Intellectual property enforcement
The trade in counterfeited goods and pirated copyright protected works - often referred to as counterfeits, fakes or knock offs – is a growing problem around the world.
The OECD estimated that the global trade in counterfeit goods and pirated works was valued at US$200 billion in 2005 growing to an estimated US$250 billion by 2007. Estimates exclude the value of infringing digital works traded as well as domestically created and traded counterfeit goods.
New Zealand is not immune to the problem. Trade mark owners and copyright holders are reporting a growth in the sale of counterfeits here. This is reflected in New Zealand Customs Service statistics showing that more counterfeits are being found at the border.
Impacts of counterfeiting
The sale of counterfeits deprives honest businesses of income, deters investment in quality products and services, and damages the profitability of creative and innovative industries.
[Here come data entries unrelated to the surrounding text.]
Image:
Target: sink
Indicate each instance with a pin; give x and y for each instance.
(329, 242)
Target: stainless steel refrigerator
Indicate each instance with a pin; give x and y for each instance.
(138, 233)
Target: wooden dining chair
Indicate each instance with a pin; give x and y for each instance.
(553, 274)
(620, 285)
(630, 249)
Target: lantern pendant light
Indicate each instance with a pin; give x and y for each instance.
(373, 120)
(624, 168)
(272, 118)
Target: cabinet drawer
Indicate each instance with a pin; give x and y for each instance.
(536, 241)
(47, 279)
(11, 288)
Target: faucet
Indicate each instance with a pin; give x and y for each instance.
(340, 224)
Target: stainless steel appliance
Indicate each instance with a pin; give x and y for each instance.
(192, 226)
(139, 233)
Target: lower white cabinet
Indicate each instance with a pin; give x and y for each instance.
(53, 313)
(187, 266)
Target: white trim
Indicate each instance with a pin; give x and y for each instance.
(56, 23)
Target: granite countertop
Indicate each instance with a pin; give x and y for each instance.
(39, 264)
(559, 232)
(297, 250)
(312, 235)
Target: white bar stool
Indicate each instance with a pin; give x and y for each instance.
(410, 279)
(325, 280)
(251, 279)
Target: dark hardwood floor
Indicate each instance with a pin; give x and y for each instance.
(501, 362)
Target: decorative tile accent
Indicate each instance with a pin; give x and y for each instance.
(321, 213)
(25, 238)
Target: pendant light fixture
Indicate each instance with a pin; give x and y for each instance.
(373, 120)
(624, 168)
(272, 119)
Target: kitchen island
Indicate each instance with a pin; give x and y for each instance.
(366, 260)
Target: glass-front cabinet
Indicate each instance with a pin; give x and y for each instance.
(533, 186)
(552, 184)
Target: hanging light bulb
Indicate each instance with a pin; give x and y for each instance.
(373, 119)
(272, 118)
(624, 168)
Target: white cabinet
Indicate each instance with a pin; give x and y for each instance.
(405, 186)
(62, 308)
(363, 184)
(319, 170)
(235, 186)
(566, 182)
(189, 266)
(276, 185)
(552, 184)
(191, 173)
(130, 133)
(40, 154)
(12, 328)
There is growing evidence that counterfeits can also pose serious health and safety risks through the use of inferior quality and sometimes poisonous ingredients and materials and manufacturing processes.
What gets counterfeited?
Historically the types of goods commonly targeted by counterfeiters are luxury items, because their retail price often greatly exceeds their costs to manufacture and distribute. Typical counterfeits include fashion clothing, footwear, accessories, perfume, sunglasses, handbags, watches, caps and jewellery. Advances in new technologies now means that many other types of goods are also able to be counterfeited, such as auto parts, electronics goods, motorcycles, cigarettes, medicines, sporting equipment, toys, drinks and foodstuffs.